Hacker News new | comments | show | ask | jobs | submit login
Ask HN: how can I generate youtube style id?
4 points by jacktang 2890 days ago | hide | past | web | 18 comments | favorite
Given sample URL: http://www.youtube.com/watch?v=xqvObyU2ITs, any availabale algorithm to generate youtube style video id (xqvObyU2ITs)? Thanks!


def generate_code(len = 5)

  (1..len).map { (("a".."z").to_a + ("A".."Z").to_a + (0..9).to_a)[rand(62)] }.join

That rocks dude.

First thought is that they're generating a globally unique video ID number and base-62 encoding it to keep the URL shorter. Maybe not though?

You could do that easily by just base-62 encoding your table's auto-generated primary key.

Here's a very quick and dirty one for Ruby:

require 'zlib'

base = "whatever"

salt = "whatever"

Zlib.crc32(base + salt).to_s(36)

This will generate 6-7 character strings. Not sure how likely collisions are, but they should be rare enough that a simple check/regenerate should work.

What's wrong with starting with '0' for the first item and incrementing up from there? Guaranteed uniqueness.

a) impossible to do in a distributed fashion, b) may leak information about your operations to competitors. of course, OP may not care about these things.

I understand (b), and in fact I considered it a potential weakness, but why does (a) matter if you're selling from a single site? Even if you got multiple simultaneous orders, storing the last license generated in a DBMS should make it multiprocess-safe.

uh, in python:

  import string, random
  ''.join(random.sample((string.letters+string.digits), 12))
I hope that's what you were asking for.
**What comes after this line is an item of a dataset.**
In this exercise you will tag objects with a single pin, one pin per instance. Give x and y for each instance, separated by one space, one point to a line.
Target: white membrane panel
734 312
If not, you might want to clarify your question.

On morning's light, that won't do what you think. random.sample() gives you a unique sampling. No character will be repeated. try this instead:

    alphanum = string.letters+string.digits
    ''.join([alphanum[random.randint(0,61)] for i in xrange(12)])
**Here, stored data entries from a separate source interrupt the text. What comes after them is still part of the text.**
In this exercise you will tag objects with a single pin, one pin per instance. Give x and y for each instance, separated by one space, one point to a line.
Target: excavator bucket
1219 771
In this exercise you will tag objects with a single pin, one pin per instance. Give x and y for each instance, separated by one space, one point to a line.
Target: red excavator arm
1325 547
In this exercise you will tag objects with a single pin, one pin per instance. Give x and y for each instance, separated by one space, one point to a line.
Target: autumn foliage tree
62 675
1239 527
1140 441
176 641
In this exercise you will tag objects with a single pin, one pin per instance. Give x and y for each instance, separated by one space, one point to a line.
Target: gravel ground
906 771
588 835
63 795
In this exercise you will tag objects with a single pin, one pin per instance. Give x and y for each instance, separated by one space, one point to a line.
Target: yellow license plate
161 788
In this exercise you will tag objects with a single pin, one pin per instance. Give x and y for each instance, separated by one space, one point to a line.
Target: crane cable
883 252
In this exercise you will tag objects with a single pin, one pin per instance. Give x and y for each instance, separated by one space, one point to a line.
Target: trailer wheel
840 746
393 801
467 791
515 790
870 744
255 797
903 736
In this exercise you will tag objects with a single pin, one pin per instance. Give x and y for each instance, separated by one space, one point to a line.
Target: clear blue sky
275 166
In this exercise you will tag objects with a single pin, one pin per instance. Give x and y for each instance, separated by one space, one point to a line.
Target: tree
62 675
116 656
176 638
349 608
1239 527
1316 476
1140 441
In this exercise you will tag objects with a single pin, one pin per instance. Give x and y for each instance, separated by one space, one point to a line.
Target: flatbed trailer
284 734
You're quite right; I should have caught that.

You want to use an ID that can predictably be unique for something like this. You shouldn't use a random string.
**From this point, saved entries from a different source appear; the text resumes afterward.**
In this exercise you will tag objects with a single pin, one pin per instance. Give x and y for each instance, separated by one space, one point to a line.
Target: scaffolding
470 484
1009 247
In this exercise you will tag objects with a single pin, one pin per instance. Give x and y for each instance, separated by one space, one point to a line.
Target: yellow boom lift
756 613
What do you mean by "predictably unique"? Do you mean "guaranteed unique"?

As a way to generate unique ids this isn't horrible. 12^62 is something like 220 bits. The odds of a collision are even lower than with a UUID.

Guaranteed uniqueness is preferred, yes. But the level of effort needed to guarantee uniqueness across a large application / dataset / etc is much higher than "unique enough", just as it's a lot more expensive to prove a number is prime than to generate a number that is 99.9999% probably prime.

well, even 99.9999% possible, we should handle the 0.0001% exception ;) Can I understand that, if collision occurs, let the it generate the id again?

That would be guaranteeing uniqueness. Don't bother guaranteeing uniqueness. The 99.99999% was an understatement. 12^62 is 99.999999999999999999999999999999999999999999999999999999999992% unique. This is higher odds than being killed by a meteorite.

:) thanks

Hi, how to keep the string/id is unique? In another words, how to deal with the id conflict?

It's generating a big (BIG) random numbe. The odds of a conflict are many billion times more than the odds of getting hit by a meteorite.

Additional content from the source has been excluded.